By the way, interesting educational blogs on Codeforces have been becoming increasingly rare lately...
Example Problem
Given an array of length $$$n$$$, initially filled with $$$1$$$s. You need to handle $$$Q$$$ operations.
For the function $$$f(x)=\frac{1}{x}$$$:
Given an interval $$$[l,r]$$$ and a positive integer $$$x$$$, add $$$x$$$ to all elements in the interval.
Given an interval $$$[l,r]$$$, compute $$$\sum_{i=l}^r f(a[i])$$$, preserving four significant decimal digits of precision.
Before this, I asked chromate00, who said this problem seemed utterly ridiculous and completely impossible at first glance. I believe anyone seeing this problem for the first time would agree. This blog will present a technique to solve this problem, and it can also replace $$$f(x)=\frac{1}{x}$$$ with any function whose derivative is relatively small (this might sound vague—I hadn't calculated the exact criteria before retiring, but perhaps any function with a codomain in $$$[0,1]$$$ would work? Feel free to add insights).
Sol
When handling a single number for $$$f(x)=\frac{1}{x}$$$, the maximum acceptable error is $$$\epsilon/n$$$. Thus, its structure resembles a division-based partitioning (like block division for integer division). This ensures that the entire range $$$\mathbb{R}^+$$$ is divided into $$$\sqrt{n/\epsilon}$$$ intervals, keeping the error of $$$f(x)$$$ within reasonable bounds for each interval. Of course, this method is too naive. With a complexity of $$$O(n^{1.5} \cdot \epsilon^{-1})$$$ multiplied by many $$$\log$$$ factors, it can't even outperform the most basic brute-force approach. Inspired by DIVCNT1 (where min25 used linear functions instead of simple constants to fit the $$$f$$$ curve), we attempt to approximate $$$f$$$ using multiple polynomial functions—essentially a Taylor expansion. A segment tree can easily maintain the sum of polynomial functions.

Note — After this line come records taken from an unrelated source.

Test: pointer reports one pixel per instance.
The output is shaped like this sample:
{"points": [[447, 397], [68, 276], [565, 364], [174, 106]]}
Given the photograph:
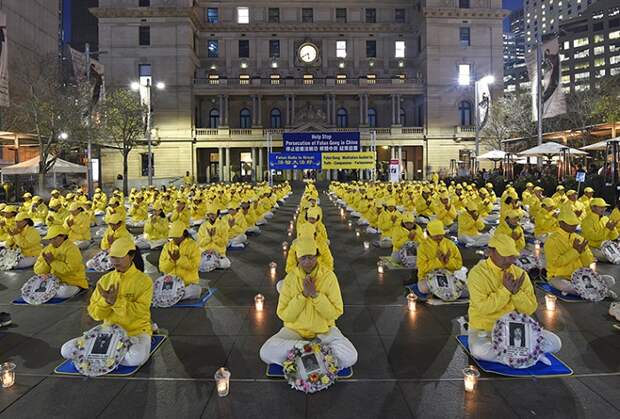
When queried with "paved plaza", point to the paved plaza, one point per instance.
{"points": [[410, 364]]}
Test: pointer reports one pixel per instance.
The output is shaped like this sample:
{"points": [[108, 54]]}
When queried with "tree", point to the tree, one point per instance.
{"points": [[122, 117]]}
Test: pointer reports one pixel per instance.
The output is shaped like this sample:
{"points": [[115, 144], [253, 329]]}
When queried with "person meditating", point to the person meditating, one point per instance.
{"points": [[497, 287], [309, 304], [123, 297]]}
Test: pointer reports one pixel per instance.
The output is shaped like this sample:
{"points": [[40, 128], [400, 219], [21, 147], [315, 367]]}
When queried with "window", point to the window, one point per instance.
{"points": [[144, 35], [466, 114], [274, 48], [274, 15], [372, 118], [464, 37], [244, 48], [399, 15], [371, 15], [399, 49], [341, 15], [213, 48], [342, 118], [371, 49], [276, 118], [307, 15], [213, 15], [245, 119], [464, 74], [341, 49], [214, 118], [243, 15]]}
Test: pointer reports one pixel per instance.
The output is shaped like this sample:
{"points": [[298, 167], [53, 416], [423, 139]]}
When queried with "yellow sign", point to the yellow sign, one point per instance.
{"points": [[357, 160]]}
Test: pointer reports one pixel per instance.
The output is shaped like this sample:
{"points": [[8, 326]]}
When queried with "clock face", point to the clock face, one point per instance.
{"points": [[308, 53]]}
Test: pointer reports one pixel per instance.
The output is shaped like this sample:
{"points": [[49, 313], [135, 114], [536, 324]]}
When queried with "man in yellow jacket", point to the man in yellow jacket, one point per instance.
{"points": [[309, 305], [123, 297], [497, 287], [62, 258]]}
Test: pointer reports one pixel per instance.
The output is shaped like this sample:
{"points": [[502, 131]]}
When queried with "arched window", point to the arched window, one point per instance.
{"points": [[214, 118], [245, 118], [465, 109], [342, 118], [372, 118], [276, 118]]}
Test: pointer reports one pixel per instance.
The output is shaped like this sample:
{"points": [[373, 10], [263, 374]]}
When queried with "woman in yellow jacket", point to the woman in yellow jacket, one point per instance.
{"points": [[123, 297], [309, 305], [62, 258], [78, 226], [181, 257]]}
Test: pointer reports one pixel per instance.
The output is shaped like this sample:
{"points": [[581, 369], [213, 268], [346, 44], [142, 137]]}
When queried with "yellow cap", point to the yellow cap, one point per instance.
{"points": [[177, 229], [305, 247], [121, 247], [435, 228], [55, 230], [504, 245]]}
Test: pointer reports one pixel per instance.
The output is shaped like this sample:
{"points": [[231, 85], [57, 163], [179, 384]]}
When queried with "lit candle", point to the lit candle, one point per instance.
{"points": [[550, 300], [259, 302], [7, 374], [222, 380], [470, 375]]}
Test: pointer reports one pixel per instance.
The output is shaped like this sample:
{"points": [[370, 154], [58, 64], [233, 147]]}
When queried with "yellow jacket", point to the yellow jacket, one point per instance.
{"points": [[186, 267], [427, 260], [310, 316], [132, 308], [562, 258], [594, 230], [489, 299], [67, 264]]}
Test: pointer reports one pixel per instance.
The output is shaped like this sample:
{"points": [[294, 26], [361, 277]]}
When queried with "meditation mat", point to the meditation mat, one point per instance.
{"points": [[20, 300], [276, 371], [540, 370], [567, 298], [67, 367]]}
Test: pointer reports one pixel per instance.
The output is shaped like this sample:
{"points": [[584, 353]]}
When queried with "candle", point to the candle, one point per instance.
{"points": [[411, 301], [222, 380], [470, 377], [259, 301], [550, 301], [7, 374]]}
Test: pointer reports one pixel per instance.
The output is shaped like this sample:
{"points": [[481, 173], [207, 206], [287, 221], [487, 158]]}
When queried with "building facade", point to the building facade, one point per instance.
{"points": [[237, 73]]}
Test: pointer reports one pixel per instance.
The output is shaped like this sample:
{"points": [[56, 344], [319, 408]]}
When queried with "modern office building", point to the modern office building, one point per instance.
{"points": [[239, 72]]}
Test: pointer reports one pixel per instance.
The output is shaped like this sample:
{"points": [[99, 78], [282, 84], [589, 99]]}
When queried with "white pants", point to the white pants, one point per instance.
{"points": [[138, 352], [276, 349], [481, 346]]}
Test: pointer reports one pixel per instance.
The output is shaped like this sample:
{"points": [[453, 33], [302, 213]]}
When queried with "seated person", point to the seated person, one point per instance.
{"points": [[309, 305], [123, 297], [497, 287], [181, 257], [565, 252], [62, 258]]}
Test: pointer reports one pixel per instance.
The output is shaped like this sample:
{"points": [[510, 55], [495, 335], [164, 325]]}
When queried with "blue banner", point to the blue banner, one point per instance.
{"points": [[316, 142], [285, 161]]}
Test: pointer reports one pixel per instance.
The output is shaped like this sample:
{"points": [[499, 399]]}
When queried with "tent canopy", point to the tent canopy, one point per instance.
{"points": [[31, 167]]}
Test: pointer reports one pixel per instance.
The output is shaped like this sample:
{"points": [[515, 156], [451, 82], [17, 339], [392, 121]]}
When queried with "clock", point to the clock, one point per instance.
{"points": [[308, 53]]}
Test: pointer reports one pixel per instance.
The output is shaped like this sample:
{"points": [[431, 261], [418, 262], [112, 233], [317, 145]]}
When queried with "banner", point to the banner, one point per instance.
{"points": [[286, 161], [321, 141], [4, 62], [359, 160], [554, 102]]}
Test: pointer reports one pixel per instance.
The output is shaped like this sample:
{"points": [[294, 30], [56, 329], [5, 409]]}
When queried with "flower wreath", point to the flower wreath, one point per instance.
{"points": [[168, 298], [31, 293], [589, 285], [315, 381], [95, 365], [523, 357]]}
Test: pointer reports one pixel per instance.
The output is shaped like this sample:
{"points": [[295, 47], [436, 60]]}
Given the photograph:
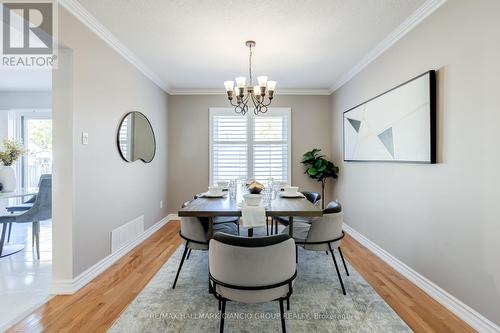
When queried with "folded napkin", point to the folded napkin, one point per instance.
{"points": [[253, 216]]}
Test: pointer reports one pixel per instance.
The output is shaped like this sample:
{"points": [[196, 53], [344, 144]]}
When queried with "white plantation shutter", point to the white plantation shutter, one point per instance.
{"points": [[229, 147], [250, 146], [270, 148]]}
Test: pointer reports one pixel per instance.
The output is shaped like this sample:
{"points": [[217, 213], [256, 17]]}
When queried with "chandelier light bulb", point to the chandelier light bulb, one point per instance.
{"points": [[262, 81], [229, 85], [271, 85], [240, 81]]}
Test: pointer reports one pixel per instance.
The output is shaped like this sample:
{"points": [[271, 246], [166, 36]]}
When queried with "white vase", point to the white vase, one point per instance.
{"points": [[8, 178]]}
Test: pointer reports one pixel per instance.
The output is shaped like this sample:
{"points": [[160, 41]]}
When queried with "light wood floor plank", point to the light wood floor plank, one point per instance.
{"points": [[96, 306]]}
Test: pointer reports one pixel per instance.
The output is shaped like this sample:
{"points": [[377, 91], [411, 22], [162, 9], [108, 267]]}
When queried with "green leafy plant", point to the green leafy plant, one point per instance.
{"points": [[320, 169], [12, 150]]}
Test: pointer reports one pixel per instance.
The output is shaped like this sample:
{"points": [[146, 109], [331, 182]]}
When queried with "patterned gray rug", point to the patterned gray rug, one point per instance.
{"points": [[317, 304]]}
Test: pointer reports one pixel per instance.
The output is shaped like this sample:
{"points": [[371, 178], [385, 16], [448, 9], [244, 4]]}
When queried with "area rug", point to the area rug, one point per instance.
{"points": [[317, 303]]}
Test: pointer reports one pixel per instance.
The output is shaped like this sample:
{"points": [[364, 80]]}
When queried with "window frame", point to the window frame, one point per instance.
{"points": [[272, 112]]}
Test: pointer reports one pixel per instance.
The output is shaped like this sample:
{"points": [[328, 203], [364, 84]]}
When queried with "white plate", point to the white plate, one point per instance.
{"points": [[292, 195], [207, 195]]}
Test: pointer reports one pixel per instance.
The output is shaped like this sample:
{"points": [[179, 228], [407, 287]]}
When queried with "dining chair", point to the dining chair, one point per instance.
{"points": [[312, 197], [23, 207], [41, 211], [195, 236], [252, 270], [323, 234]]}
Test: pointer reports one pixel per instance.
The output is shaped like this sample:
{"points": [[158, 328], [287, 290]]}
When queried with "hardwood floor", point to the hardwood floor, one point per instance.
{"points": [[96, 306]]}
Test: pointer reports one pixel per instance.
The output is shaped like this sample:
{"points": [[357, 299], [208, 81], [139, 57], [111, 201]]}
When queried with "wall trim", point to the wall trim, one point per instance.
{"points": [[69, 287], [75, 8], [284, 91], [24, 314], [463, 311], [409, 24]]}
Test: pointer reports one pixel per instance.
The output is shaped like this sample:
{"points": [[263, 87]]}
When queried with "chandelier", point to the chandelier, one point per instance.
{"points": [[254, 94]]}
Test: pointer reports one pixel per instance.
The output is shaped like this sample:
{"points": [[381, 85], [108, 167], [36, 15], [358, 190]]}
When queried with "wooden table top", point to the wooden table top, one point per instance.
{"points": [[210, 207]]}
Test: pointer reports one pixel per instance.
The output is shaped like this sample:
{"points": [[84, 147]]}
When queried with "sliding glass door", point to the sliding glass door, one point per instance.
{"points": [[37, 138]]}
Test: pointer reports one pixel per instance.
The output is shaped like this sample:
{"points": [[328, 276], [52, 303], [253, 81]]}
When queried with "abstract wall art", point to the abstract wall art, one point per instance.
{"points": [[396, 126]]}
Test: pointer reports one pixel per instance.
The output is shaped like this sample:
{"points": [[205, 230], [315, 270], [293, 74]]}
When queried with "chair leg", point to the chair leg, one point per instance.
{"points": [[2, 238], [337, 269], [36, 237], [343, 261], [180, 265], [222, 314], [282, 316], [10, 231]]}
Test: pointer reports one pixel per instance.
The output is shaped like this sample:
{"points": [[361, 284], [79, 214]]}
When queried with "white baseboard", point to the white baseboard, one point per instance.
{"points": [[24, 314], [460, 309], [69, 287]]}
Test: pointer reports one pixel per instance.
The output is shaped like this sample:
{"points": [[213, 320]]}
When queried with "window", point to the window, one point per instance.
{"points": [[255, 147]]}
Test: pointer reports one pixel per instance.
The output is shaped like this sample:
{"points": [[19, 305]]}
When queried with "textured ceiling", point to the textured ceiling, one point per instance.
{"points": [[198, 44]]}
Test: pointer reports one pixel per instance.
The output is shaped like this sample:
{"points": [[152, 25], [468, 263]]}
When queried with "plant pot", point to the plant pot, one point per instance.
{"points": [[8, 178]]}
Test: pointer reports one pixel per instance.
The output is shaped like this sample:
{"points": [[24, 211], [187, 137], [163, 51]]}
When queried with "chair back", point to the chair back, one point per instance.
{"points": [[328, 227], [42, 207], [312, 197], [252, 262], [192, 229]]}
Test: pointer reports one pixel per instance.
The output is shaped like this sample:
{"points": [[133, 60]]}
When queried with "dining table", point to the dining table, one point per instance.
{"points": [[228, 206]]}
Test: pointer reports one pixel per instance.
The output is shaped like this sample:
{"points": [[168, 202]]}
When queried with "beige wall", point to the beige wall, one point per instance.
{"points": [[442, 220], [189, 143], [25, 100], [107, 191]]}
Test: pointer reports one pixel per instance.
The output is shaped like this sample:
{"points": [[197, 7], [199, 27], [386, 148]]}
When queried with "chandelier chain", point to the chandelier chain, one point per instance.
{"points": [[250, 66]]}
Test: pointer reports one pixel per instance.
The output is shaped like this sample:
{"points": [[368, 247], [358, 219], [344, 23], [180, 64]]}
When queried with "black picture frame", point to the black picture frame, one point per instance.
{"points": [[432, 121]]}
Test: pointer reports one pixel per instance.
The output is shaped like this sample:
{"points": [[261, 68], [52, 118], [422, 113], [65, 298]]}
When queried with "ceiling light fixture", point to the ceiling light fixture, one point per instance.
{"points": [[257, 95]]}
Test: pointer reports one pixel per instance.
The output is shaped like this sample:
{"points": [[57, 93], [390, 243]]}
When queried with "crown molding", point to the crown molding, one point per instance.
{"points": [[284, 91], [411, 22], [75, 8]]}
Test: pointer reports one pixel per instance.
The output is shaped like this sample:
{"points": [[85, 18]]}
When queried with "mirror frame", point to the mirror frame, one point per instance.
{"points": [[118, 137]]}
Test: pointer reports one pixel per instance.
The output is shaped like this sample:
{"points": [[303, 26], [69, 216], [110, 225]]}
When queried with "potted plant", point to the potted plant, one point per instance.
{"points": [[12, 150], [320, 169]]}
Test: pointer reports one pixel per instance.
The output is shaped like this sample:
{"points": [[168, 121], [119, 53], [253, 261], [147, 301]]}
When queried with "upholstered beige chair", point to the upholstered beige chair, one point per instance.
{"points": [[195, 236], [322, 234], [252, 270]]}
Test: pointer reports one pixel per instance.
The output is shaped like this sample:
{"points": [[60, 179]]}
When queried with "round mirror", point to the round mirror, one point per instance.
{"points": [[135, 138]]}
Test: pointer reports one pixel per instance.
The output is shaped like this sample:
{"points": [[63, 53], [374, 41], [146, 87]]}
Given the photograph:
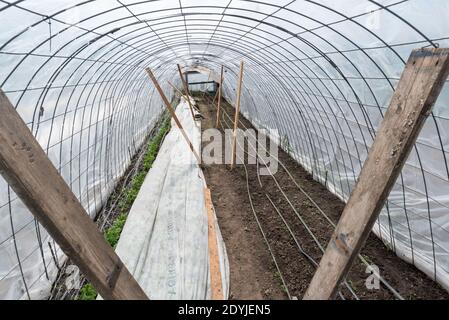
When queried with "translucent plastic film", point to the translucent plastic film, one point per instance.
{"points": [[319, 73]]}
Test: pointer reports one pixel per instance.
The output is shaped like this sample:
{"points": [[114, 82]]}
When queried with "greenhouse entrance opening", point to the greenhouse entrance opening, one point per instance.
{"points": [[245, 150]]}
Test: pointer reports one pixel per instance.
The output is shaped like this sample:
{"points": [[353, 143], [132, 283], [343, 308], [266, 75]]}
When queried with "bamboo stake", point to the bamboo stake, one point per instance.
{"points": [[237, 116], [220, 95], [173, 113]]}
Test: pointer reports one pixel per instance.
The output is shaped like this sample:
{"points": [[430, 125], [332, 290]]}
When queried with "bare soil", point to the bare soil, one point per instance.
{"points": [[253, 272]]}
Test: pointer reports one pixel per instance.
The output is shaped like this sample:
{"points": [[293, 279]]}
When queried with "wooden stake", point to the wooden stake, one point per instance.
{"points": [[214, 259], [173, 113], [186, 89], [237, 116], [177, 90], [418, 89], [220, 94], [26, 167]]}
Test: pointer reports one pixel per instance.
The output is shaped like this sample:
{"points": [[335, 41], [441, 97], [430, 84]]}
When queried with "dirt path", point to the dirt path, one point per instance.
{"points": [[253, 272]]}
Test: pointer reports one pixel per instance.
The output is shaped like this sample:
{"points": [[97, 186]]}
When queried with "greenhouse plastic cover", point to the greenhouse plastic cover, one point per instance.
{"points": [[165, 240], [319, 73]]}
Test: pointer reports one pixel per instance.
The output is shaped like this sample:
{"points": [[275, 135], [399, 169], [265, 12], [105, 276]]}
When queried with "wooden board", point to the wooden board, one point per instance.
{"points": [[187, 91], [173, 114], [418, 89], [220, 97], [214, 259], [26, 167]]}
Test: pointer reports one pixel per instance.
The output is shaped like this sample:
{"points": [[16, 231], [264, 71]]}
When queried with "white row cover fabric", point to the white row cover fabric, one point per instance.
{"points": [[165, 240]]}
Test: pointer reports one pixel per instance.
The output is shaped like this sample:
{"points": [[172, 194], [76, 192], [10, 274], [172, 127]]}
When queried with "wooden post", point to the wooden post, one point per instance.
{"points": [[26, 167], [220, 94], [177, 90], [237, 116], [214, 259], [173, 113], [186, 89], [418, 89]]}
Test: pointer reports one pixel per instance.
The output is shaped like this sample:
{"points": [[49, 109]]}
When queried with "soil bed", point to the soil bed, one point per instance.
{"points": [[253, 272]]}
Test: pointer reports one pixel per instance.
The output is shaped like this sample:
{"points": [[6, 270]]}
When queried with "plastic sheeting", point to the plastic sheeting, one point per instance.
{"points": [[165, 240], [319, 75]]}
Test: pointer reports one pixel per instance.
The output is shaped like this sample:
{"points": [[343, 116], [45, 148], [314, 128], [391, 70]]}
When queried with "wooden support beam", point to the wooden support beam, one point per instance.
{"points": [[187, 91], [173, 113], [214, 259], [26, 167], [237, 116], [220, 96], [418, 89]]}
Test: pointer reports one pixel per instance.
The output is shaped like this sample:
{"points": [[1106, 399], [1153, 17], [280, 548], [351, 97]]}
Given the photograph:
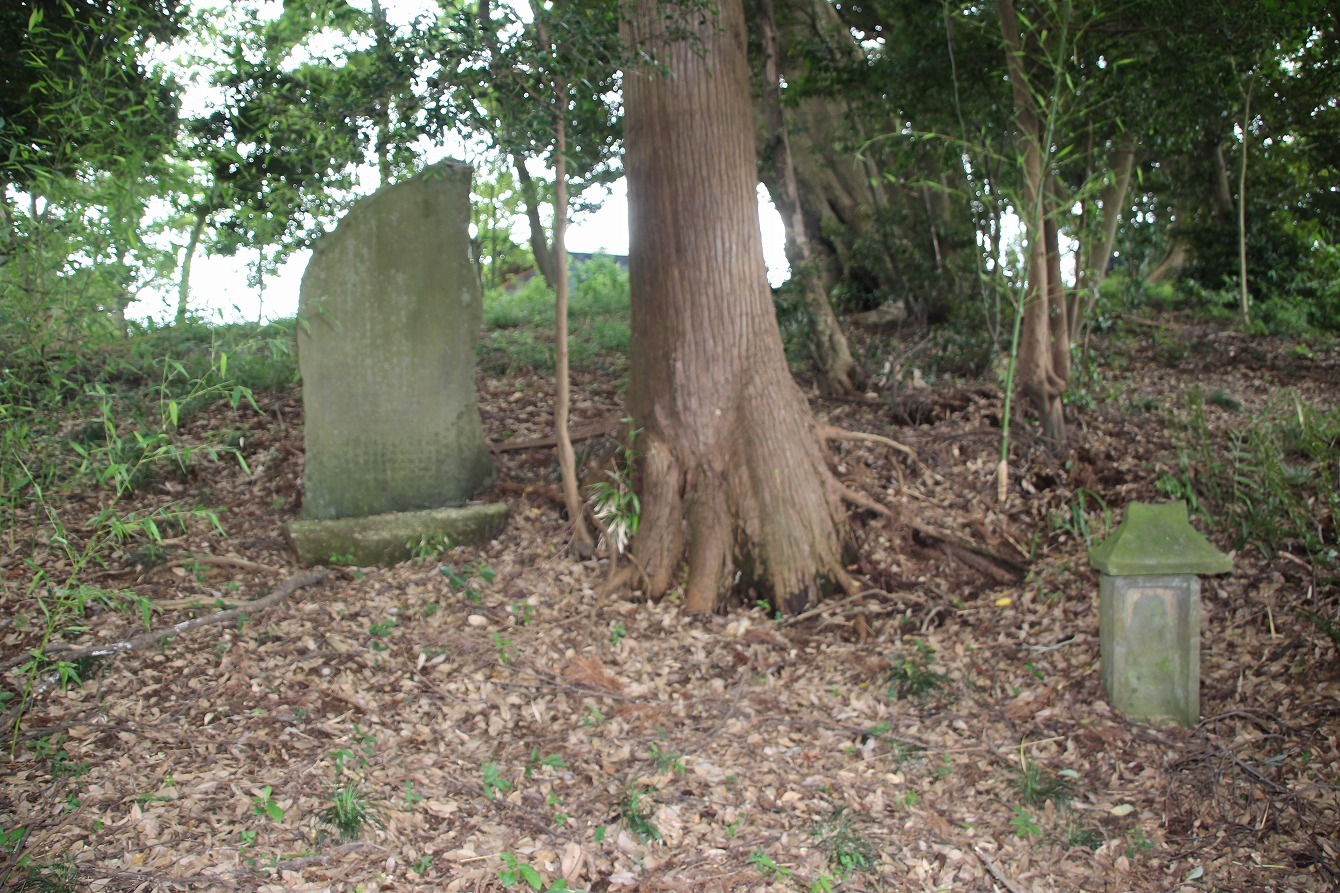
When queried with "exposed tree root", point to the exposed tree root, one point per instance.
{"points": [[586, 432], [998, 567], [832, 432]]}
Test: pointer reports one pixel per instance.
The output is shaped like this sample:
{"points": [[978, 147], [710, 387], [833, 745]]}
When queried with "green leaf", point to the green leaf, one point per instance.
{"points": [[531, 877]]}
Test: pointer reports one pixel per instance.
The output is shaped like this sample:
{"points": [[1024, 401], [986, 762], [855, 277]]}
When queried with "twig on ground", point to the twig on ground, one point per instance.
{"points": [[282, 591], [595, 429], [224, 561], [827, 608], [832, 432], [1000, 876]]}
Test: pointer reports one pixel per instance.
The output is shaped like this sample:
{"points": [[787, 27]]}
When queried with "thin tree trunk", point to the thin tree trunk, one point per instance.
{"points": [[582, 543], [1242, 211], [734, 478], [382, 109], [1040, 381], [1098, 251], [838, 372], [546, 259], [189, 254]]}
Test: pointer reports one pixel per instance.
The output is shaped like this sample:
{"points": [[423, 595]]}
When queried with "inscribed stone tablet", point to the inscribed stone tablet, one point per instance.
{"points": [[390, 313]]}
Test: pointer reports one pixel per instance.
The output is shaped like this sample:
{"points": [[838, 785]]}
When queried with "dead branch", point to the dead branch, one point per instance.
{"points": [[976, 557], [224, 561], [1000, 876], [153, 637], [595, 429], [830, 608]]}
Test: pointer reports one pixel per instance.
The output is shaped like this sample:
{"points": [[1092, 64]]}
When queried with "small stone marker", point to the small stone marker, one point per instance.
{"points": [[1150, 612], [390, 313]]}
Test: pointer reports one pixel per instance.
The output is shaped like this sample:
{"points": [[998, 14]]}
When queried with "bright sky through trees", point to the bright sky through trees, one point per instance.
{"points": [[223, 288]]}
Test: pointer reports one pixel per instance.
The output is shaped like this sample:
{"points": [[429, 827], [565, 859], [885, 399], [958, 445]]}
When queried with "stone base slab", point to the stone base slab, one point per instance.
{"points": [[390, 538]]}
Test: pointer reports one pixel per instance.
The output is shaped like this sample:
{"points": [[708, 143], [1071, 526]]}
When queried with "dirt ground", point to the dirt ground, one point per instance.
{"points": [[503, 720]]}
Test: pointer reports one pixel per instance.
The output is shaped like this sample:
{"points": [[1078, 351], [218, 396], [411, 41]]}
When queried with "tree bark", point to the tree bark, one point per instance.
{"points": [[544, 255], [733, 473], [382, 107], [1043, 342], [189, 254], [1242, 209], [835, 368]]}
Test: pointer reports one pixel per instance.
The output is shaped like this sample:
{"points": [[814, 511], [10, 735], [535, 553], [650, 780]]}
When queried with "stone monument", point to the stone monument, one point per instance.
{"points": [[389, 317], [1150, 612]]}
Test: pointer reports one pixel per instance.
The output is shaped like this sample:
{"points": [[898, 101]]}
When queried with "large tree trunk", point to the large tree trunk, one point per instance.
{"points": [[1044, 341], [188, 255], [835, 368], [733, 475], [544, 258], [836, 193], [1098, 248]]}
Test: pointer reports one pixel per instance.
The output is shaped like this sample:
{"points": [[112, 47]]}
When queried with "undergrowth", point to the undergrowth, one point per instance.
{"points": [[1272, 486], [519, 325], [105, 419]]}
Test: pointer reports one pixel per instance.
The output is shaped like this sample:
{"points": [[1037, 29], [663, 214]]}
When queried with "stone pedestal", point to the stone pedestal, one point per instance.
{"points": [[1150, 612]]}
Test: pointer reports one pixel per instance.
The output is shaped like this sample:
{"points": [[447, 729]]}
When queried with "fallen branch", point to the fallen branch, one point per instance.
{"points": [[1002, 569], [595, 429], [224, 561], [153, 637], [832, 432], [1000, 876], [828, 608]]}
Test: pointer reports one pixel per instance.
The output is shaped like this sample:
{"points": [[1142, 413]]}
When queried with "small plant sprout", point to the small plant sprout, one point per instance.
{"points": [[665, 760], [425, 549], [847, 848], [1024, 823], [769, 868], [535, 762], [263, 803], [349, 811], [910, 676], [614, 502], [637, 810], [493, 781], [1039, 785]]}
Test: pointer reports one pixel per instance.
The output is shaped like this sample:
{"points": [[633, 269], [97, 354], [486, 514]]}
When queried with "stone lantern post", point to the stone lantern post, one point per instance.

But here's a problem :nerd: what if, after incrementing a number, it crosses the boundary of the current polynomial and enters a new one? The solution is simple—since there are only increments and no decrements, each position crosses polynomial boundaries a limited number of times. Thus, brute-force maintenance suffices.
Complexity Analysis
I can't prove it? My guess is $$$O(\log ^{\text{a lot}} \cdot (n \cdot \epsilon^{-1})^{1+1/k} \cdot k^3)$$$. There are many $$$\log$$$ factors here, but I provide code that, at least for $$$2 \times 10^5$$$ data, is atleast 3x as fast as brute-force.